Mirror Functionality Description
In various user business systems, some data tables have the following characteristics:
- The amount of data is relatively small, for example, less than 1GB. Most companies' personnel information tables, department information tables, organization structure tables, and even customer information tables meet this characteristic.
- The data changes infrequently. For example, a table has only thousands of insertions, updates, and other operations per day. The above examples also basically meet this characteristic.
- These tables may be connected to some huge tables (such as order tables). For these tables, users can define them as Mirror tables in Klustron to achieve better query performance.
Specifically, Klustron ensures that a Mirror table in a cluster has an identical copy of the data in each storage shard through the following methods.
- When performing insert, update, or delete operations on a Mirror table, Klustron's computing node Klustron-server will automatically perform the same data insertion, update, or deletion operation on the data copy of that Mirror table in each storage shard, and these operations run in the same global transaction, thus ensuring ACID guarantees.
- When a new storage shard is added, Klustron will automatically copy all Mirror tables in the system to the new shard. During this copying process, these Mirror tables can still be read and written, but any new Mirror table operations will be blocked until the copying is completed.
The join between Mirror tables and large tables stored in shards can always be pushed down to the storage node for execution, which ensures that the join between these two tables is executed in parallel by multiple storage nodes, thereby achieving better query performance.
In OLAP applications, dimension tables typically meet the characteristics of Mirror tables and are suitable for defining as Mirror tables. In a star-join query in OLAP, multiple Mirror tables join with a huge fact table, and they actually run in parallel on multiple storage shards because the fact table is sharded and stored on multiple (ideally all) storage shards of the cluster.

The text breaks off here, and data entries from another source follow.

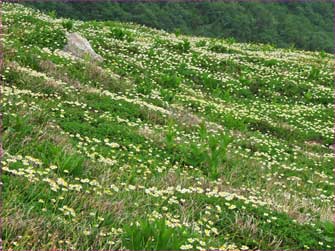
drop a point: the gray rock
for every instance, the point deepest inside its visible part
(79, 47)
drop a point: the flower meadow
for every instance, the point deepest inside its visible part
(171, 143)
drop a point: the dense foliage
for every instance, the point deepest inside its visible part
(171, 143)
(306, 25)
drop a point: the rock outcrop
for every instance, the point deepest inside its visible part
(79, 47)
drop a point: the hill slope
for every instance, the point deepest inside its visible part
(170, 143)
(304, 24)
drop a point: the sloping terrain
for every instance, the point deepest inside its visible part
(170, 143)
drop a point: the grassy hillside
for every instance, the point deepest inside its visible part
(305, 24)
(171, 143)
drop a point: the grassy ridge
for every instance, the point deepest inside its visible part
(171, 143)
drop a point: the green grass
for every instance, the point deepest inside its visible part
(170, 143)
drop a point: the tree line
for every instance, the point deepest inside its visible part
(302, 24)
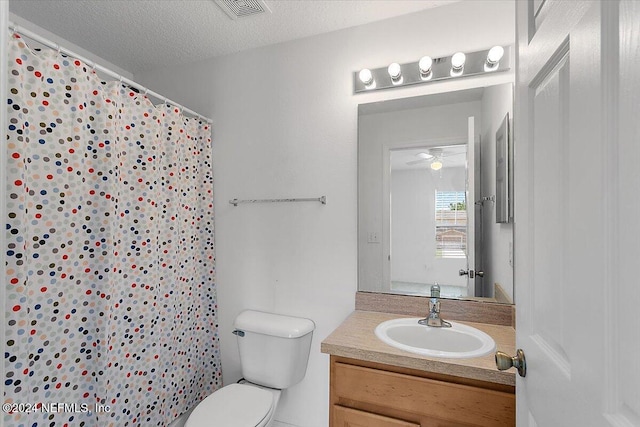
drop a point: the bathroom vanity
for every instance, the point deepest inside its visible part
(375, 385)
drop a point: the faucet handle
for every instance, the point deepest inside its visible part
(435, 290)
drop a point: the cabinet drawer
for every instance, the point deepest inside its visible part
(347, 417)
(464, 404)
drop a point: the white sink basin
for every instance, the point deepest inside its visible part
(459, 341)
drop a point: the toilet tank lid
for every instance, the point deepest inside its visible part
(276, 325)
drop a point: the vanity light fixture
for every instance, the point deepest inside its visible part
(366, 77)
(395, 72)
(428, 69)
(493, 58)
(424, 65)
(457, 63)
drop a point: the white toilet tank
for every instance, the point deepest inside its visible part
(274, 349)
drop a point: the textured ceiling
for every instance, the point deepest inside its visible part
(138, 35)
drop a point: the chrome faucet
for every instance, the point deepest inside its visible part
(433, 318)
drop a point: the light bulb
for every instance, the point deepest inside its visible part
(395, 72)
(425, 64)
(365, 76)
(495, 55)
(457, 61)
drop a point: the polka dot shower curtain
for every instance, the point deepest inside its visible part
(111, 305)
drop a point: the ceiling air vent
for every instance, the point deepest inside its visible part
(242, 8)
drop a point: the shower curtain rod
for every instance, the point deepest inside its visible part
(33, 36)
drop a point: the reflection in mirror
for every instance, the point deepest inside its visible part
(426, 196)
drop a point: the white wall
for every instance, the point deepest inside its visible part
(285, 125)
(91, 56)
(497, 101)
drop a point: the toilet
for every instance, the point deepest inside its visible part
(274, 351)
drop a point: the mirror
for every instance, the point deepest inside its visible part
(429, 172)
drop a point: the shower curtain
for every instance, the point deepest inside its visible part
(111, 304)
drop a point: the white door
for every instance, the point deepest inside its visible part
(471, 211)
(577, 212)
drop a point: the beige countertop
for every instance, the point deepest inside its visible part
(355, 339)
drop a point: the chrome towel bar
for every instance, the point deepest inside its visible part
(236, 202)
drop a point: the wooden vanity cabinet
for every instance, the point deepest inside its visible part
(367, 394)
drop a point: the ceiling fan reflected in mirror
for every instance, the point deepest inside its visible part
(433, 156)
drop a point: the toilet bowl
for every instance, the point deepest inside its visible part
(236, 405)
(274, 351)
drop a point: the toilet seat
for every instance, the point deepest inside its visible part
(235, 405)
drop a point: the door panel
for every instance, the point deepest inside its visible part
(576, 223)
(623, 332)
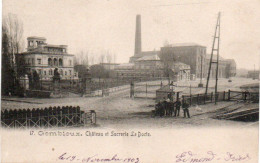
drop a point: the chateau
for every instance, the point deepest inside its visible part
(44, 58)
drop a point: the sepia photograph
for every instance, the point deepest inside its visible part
(130, 81)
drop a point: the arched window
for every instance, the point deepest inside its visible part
(49, 62)
(55, 62)
(60, 62)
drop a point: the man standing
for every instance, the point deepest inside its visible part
(185, 107)
(178, 107)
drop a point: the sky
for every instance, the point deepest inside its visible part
(98, 26)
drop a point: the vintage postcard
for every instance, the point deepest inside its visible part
(130, 81)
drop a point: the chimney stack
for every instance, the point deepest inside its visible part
(138, 38)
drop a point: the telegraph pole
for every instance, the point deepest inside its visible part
(216, 36)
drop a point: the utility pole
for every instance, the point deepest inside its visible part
(254, 73)
(200, 84)
(216, 36)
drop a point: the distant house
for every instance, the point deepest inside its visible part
(180, 71)
(44, 58)
(253, 74)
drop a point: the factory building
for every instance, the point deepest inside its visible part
(188, 60)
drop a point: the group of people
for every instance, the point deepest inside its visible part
(168, 108)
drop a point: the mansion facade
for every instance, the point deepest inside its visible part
(44, 58)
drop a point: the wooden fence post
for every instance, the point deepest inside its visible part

Similarly, the join of two or more Mirror tables can always be pushed down to one (less loaded) shard for execution, which can also improve query performance to some extent.
Usage example
1、Connect to the computing node of the cluster and write to the Mirror table through the computing node:
psql postgres://abc:abc@192.168.0.136:59701/postgres
create table test1(id int primary key, address char(50), number int) with (shard = all);
insert into test1(id,address,number) values(1, 'abc', 001);
insert into test1(id,address,number) values(2, '2de', 002);
Then test1 is the Mirror table.
2、Call the add_shards interface of cluster_mgr
{
"version":"1.0",
"job_id":"",
"job_type":"add_shards",
"user_name":"kunlun_test",
"timestamp":"202205131532",
"paras":{
"cluster_id":"${cluster_id}",
"shards":"1",
"nodes":"3",
"storage_iplists":[
${storage_iplists}
]
}
}
After the add shard is successfully completed, it is found that test1 exists on the new shard and the data in the test1 table is consistent with that in pg, and the Mirror functionality is completed.